Wenn ich als einfacher Gamer , ohne OC Verlangen, zogge - würde ich einen Unterschied zwischen einem 3000er oder 3200er Arbeitsspeicher merken ?
wenn beide mit zb. Cl16-18-18 laufen ?!?

Hintergrund , ich überlege von meinem geplanten Corsair Vengeance LPX 3200er Ram auf einen Corsair Vengeance RGB 3000er zu wechseln da es diesen z.zt. zum günstigeren Preis gibt


----------



## RivaTNT2 (28. Juli 2019)

Ich kann an dieser Stelle nur aus persönlicher Erfahrung mit meinem Ryzen der ersten Generation reden, aber zwischen 3000 und 3200 merke ich überhaupt gar keinen Unterschied. Vor allem in Spielen nicht, beim Rendern kommt da gefühlt vielleicht sogar noch etwas mehr bei rum.

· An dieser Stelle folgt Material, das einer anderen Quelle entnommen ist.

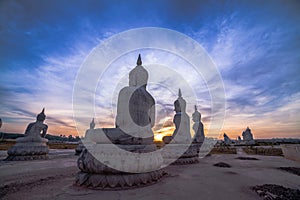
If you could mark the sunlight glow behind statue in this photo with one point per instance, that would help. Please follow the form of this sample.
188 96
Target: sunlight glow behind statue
101 58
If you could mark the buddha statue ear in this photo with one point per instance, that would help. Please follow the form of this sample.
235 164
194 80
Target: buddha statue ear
139 60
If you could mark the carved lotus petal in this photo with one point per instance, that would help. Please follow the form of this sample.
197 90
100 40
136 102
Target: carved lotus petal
113 181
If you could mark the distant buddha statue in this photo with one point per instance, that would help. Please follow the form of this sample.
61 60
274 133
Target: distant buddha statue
33 145
198 127
136 106
181 121
247 135
37 128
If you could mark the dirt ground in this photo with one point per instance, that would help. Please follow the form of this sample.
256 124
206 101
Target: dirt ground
54 179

Wobei ich mir allerdings sicher bin ist, dass RAM mit RGB auch nicht schneller läuft


----------



## Einwegkartoffel (28. Juli 2019)

Merkst du evtl an den Minimum-fps im CPU Limit....grundsätzlich ist das (mMn) aber zu vernachlässigen


----------



## azzih (28. Juli 2019)

Merkbar eh nicht und wahrscheinlich oft noch nichtmal messbar.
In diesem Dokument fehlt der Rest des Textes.